Royaume-Uni-UE : un climat d’apaisement après la tempête du Brexit
Le ministre britannique des Affaires étrangères, David Lammy, a affirmé que les relations entre le Royaume-Uni et l’UE sortent progressivement d’un creux historique avec la signature d'un pacte de défense, des engagements sur le commerce des denrées alimentaires, l’énergie ou encore la mobilité.

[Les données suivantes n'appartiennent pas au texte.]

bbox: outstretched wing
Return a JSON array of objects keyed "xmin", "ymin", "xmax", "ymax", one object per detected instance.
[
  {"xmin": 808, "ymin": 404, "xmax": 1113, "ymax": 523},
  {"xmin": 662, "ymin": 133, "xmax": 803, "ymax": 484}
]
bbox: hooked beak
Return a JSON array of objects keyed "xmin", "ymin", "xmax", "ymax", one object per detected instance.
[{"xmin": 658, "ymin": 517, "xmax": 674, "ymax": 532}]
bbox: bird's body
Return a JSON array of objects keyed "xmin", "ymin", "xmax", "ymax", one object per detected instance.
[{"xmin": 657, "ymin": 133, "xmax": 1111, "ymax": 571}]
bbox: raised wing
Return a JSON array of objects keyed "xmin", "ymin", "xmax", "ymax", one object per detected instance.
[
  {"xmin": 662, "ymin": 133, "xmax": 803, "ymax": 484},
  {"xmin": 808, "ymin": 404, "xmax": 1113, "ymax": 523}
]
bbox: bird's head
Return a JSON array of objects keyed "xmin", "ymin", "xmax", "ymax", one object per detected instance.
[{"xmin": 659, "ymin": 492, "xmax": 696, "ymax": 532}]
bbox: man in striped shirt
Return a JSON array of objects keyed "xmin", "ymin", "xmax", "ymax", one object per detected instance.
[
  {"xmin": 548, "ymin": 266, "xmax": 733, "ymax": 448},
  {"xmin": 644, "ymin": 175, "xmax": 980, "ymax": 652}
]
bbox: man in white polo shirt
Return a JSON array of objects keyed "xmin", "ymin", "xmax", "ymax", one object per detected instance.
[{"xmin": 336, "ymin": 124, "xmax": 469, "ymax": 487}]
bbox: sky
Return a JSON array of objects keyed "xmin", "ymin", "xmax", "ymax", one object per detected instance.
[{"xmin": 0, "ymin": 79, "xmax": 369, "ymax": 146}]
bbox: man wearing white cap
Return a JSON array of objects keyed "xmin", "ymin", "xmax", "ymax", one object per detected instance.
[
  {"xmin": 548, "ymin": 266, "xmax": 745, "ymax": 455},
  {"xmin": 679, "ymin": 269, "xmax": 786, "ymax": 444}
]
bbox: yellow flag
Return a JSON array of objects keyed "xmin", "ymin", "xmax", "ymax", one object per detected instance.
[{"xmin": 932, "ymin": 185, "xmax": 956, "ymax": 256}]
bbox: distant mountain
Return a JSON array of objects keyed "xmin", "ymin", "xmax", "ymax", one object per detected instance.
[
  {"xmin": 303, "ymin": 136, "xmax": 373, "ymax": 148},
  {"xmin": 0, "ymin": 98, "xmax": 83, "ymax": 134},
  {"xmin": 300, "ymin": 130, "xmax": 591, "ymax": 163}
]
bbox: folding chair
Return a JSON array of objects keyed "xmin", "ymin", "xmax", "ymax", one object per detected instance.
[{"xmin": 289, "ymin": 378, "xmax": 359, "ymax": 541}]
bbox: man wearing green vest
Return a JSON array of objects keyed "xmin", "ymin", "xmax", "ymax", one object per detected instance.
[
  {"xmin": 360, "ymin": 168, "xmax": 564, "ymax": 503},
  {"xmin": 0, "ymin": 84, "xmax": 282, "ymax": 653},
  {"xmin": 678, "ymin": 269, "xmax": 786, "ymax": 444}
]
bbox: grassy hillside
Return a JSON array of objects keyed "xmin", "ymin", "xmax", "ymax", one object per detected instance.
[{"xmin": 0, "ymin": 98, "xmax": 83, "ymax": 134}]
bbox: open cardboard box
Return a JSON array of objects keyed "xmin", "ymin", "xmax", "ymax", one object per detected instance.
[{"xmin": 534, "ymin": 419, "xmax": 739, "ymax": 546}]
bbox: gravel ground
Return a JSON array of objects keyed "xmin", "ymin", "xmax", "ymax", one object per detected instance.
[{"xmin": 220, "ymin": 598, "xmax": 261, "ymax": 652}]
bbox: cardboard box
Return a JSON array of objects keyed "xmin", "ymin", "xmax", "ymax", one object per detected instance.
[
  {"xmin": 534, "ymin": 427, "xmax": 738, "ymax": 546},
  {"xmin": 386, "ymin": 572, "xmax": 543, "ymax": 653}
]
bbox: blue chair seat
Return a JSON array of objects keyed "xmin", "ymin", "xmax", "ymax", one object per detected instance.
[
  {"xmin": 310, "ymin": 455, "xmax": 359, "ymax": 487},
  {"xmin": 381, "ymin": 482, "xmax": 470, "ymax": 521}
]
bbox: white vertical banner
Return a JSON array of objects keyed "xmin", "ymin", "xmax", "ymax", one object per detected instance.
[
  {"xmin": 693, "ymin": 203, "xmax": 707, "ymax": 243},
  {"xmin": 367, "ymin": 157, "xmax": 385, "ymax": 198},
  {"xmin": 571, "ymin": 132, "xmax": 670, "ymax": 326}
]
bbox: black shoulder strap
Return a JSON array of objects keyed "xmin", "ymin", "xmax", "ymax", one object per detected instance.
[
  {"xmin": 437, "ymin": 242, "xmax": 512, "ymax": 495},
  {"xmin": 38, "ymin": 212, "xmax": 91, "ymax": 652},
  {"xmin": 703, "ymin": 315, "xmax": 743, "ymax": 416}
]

Le ministre britannique des Affaires étrangères, David Lammy, a affirmé que les relations entre le Royaume-Uni et l’Union européenne sortent progressivement d’un creux historique avec la signature d’un pacte de défense, des engagements sur le commerce des denrées alimentaires, l’énergie ou encore la mobilité.
David Lammy a indiqué à la presse lundi 19 mai à Londres que l’accès du Royaume-Uni au nouvel instrument de 150 milliards d’euros de l’UE pour la défense — baptisé « SAFE » pour Security Action for Europe — pourrait être négocié « en quelques semaines » maintenant que les deux parties ont scellé leur pacte de défense.
Outre un pacte de défense, l’Union européenne et son ancien État membre ont convenu, entre autres, de discuter de l’approfondissement des liens dans les domaines de l’énergie, de la migration et de l’alimentation et la pêche.
Le Premier ministre britannique, Keir Starmer, a déclaré que ce rapprochement illustre la capacité du Royaume-Uni à « montrer la voie au niveau international ».
David Lammy a également vivement critiqué le gouvernement précédent, accusé d’avoir gravement détérioré les relations avec des partenaires clés comme la France, l’Allemagne et l’Irlande. L’accord signé est, selon lui, une première étape pour corriger ce déclin diplomatique.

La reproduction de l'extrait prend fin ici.